Built in the 1950's and consisting of nearly 50 small parabolas it was made to observe the changes in solar activity
It seems to of been out of use for sometime but I think it is being maintained by enthusiasts and one large parabola is still in use.

I made two visits over the weekend once at night and once during the day. I hope you enjoy.

1.






2.





3.





4.





5.





6.





7.





8.





Thanks for looking peeps. A few more shots van be found at ET Phone Home.​


----------



## LittleOz (Jan 18, 2015)

That's different. Awesome shots, especially # 4 and # 6.


----------



## Conrad (Jan 18, 2015)

Nice shots, loving the silhouette and depth of field stuff.


----------



## krela (Jan 18, 2015)

I love #6. Beautifully done.


----------



## DirtyJigsaw (Jan 18, 2015)

Beautiful. Loving the night shots


----------



## The Wombat (Jan 18, 2015)

Awesome shots
good work


----------



## Ninja Kitten (Jan 18, 2015)

oh yes!!!!


----------



## darbians (Jan 18, 2015)

Thanks so much peeps.
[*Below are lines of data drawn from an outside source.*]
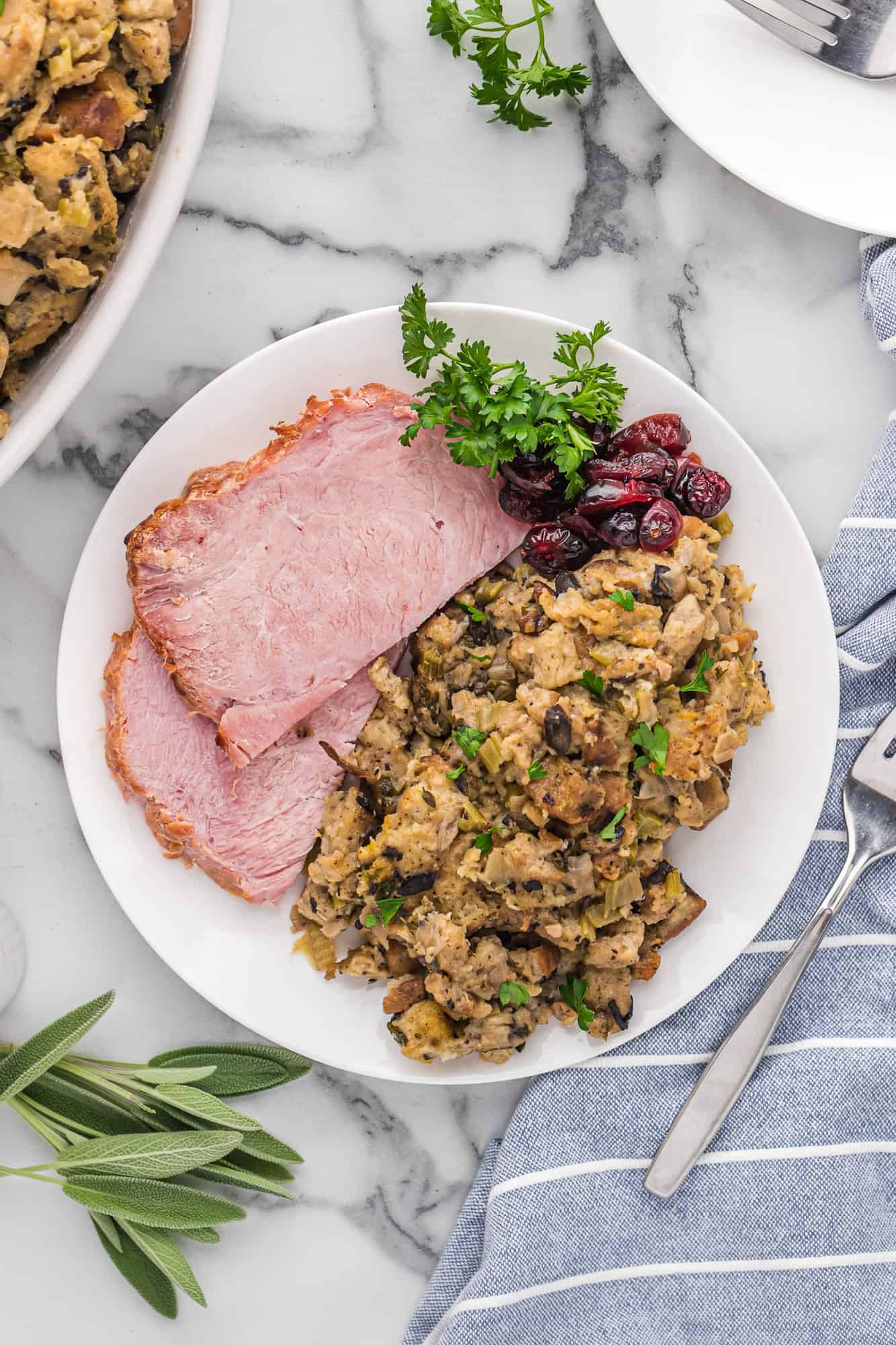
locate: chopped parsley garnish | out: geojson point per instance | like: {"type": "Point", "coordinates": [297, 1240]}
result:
{"type": "Point", "coordinates": [654, 742]}
{"type": "Point", "coordinates": [469, 740]}
{"type": "Point", "coordinates": [493, 412]}
{"type": "Point", "coordinates": [573, 992]}
{"type": "Point", "coordinates": [506, 75]}
{"type": "Point", "coordinates": [512, 993]}
{"type": "Point", "coordinates": [610, 831]}
{"type": "Point", "coordinates": [388, 909]}
{"type": "Point", "coordinates": [483, 841]}
{"type": "Point", "coordinates": [698, 681]}
{"type": "Point", "coordinates": [591, 683]}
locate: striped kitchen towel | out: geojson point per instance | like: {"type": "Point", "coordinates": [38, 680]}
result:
{"type": "Point", "coordinates": [786, 1231]}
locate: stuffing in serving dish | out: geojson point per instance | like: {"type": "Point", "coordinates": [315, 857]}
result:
{"type": "Point", "coordinates": [502, 852]}
{"type": "Point", "coordinates": [79, 128]}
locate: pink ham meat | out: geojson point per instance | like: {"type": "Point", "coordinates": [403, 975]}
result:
{"type": "Point", "coordinates": [268, 584]}
{"type": "Point", "coordinates": [249, 829]}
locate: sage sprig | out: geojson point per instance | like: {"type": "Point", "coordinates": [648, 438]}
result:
{"type": "Point", "coordinates": [127, 1135]}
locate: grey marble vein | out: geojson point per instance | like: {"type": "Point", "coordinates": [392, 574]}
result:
{"type": "Point", "coordinates": [346, 161]}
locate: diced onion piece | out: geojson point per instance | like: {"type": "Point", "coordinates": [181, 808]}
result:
{"type": "Point", "coordinates": [490, 755]}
Its good to see something different now and again.


----------



## flyboys90 (Jan 18, 2015)

Stunning silhouettes and night shots.


----------



## cunningplan (Jan 18, 2015)

LittleOz said:


> That's different. Awesome shots, especially # 4 and # 6.



I totally agree with that


----------



## brickworx (Jan 19, 2015)

That's proper cool....nice work


----------



## freeclimb (Jan 19, 2015)

Wow, some really stunning photos there. Good work!


----------



## UrbanX (Jan 20, 2015)

Wow those night time shots are something else! Beautifully done! 
Thanks for sharing


----------



## darbians (Jan 27, 2015)

Thanks a lot guys. I thought I was being original going at night. Only to find another group were there a few hours before me!


----------



## J_a_t_33 (Feb 2, 2015)

Haha^^ Amazing work man, really enjoyed this one!


----------



## darbians (Feb 3, 2015)

Sssshhh, they never sorted the white balance out though 

Thanks a lot J a t.


----------